The cop opened mama’s secret drawer and rifled through it, upsetting her underthings. Gray winced, knowing how mad his mama was going to be. She’d made him swear never to open that drawer, never even to look at it. He watched as a meaty hand pulled out mama’s cigarettes, her pipes and baggies. He watched, astonished, as the hand removed a large roll of money and shoved it into a blue pocket. His breath rushed out of him, despite himself. He’d never known his mama was rich.
Without warning the closet door burst open.
“Gray? I know y’all are in there, boy. There’s no use tryin’ to hide. Come on out now.”

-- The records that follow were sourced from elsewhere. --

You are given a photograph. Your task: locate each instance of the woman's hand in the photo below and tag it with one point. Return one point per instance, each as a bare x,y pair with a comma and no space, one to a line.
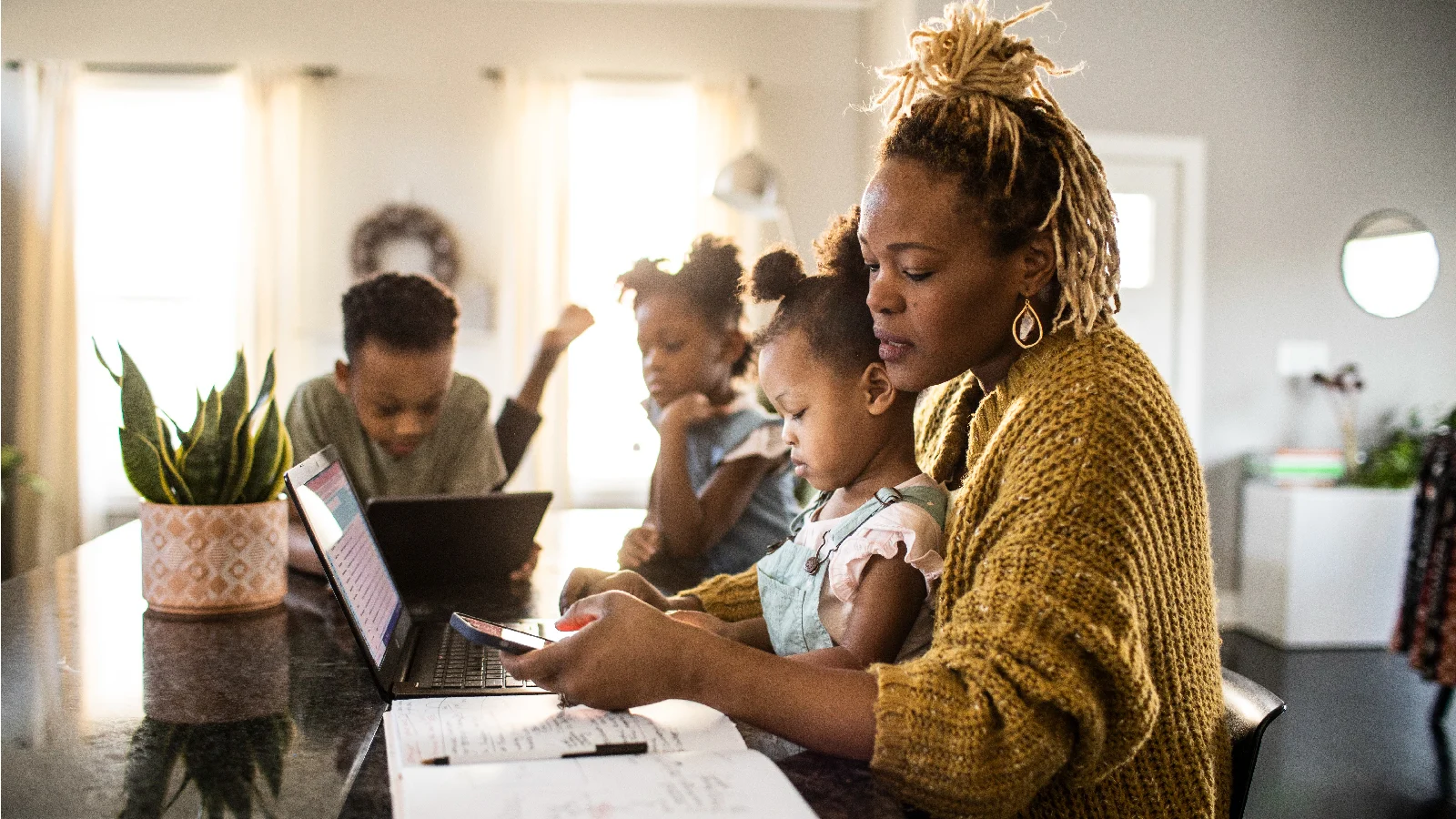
587,581
625,653
638,547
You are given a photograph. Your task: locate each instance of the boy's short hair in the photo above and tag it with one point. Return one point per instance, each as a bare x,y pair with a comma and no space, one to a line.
404,310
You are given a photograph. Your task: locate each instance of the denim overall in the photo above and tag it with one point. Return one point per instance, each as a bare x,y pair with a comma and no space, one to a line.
790,591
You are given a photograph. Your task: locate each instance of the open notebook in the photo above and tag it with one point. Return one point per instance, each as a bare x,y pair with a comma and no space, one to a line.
524,758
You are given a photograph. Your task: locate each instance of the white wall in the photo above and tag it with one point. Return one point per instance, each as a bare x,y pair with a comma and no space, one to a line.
1314,114
411,113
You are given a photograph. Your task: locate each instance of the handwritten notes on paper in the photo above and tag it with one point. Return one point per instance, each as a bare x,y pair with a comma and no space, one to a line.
504,763
692,784
497,729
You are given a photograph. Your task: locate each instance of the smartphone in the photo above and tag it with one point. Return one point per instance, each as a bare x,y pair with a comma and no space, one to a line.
497,636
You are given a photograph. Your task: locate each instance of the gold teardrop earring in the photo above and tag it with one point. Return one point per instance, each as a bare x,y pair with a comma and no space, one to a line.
1021,327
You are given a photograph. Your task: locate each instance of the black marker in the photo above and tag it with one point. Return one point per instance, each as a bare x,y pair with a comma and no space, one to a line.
611,749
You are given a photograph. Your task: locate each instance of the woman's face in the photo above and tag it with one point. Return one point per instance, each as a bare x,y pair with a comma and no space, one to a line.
681,353
943,300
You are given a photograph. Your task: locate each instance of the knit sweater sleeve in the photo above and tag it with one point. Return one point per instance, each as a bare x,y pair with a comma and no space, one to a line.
730,596
1038,665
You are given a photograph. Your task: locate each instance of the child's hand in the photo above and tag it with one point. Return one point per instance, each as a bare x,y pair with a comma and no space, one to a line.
523,573
638,547
574,321
689,410
587,581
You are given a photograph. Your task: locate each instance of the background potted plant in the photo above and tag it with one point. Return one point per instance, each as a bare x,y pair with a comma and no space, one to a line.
215,532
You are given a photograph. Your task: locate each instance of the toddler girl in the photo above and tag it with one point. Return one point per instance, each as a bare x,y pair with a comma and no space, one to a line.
851,586
721,490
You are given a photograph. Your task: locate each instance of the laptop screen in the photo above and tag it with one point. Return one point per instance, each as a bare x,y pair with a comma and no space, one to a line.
337,522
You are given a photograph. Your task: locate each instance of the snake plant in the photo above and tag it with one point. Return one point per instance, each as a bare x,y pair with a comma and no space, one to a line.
232,452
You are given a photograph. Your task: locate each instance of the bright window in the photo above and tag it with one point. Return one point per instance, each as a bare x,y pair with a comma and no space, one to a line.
633,194
159,254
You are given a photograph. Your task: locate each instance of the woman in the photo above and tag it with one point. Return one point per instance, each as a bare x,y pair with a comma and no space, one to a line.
1075,663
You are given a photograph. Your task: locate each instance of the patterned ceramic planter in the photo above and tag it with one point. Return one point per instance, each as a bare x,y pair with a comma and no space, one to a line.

As the cop pawed through mama’s clothes, Gray’s mind raced with plans for escape. If he could make it past the cop and out the back door he could disappear into the alley and wait until mama came to find him.
With this thought firmly in mind, he sprang from his hiding place and bolted out the door. Halfway across the room the other cop intercepted him.
“Woah there, little man. What’s your hurry?”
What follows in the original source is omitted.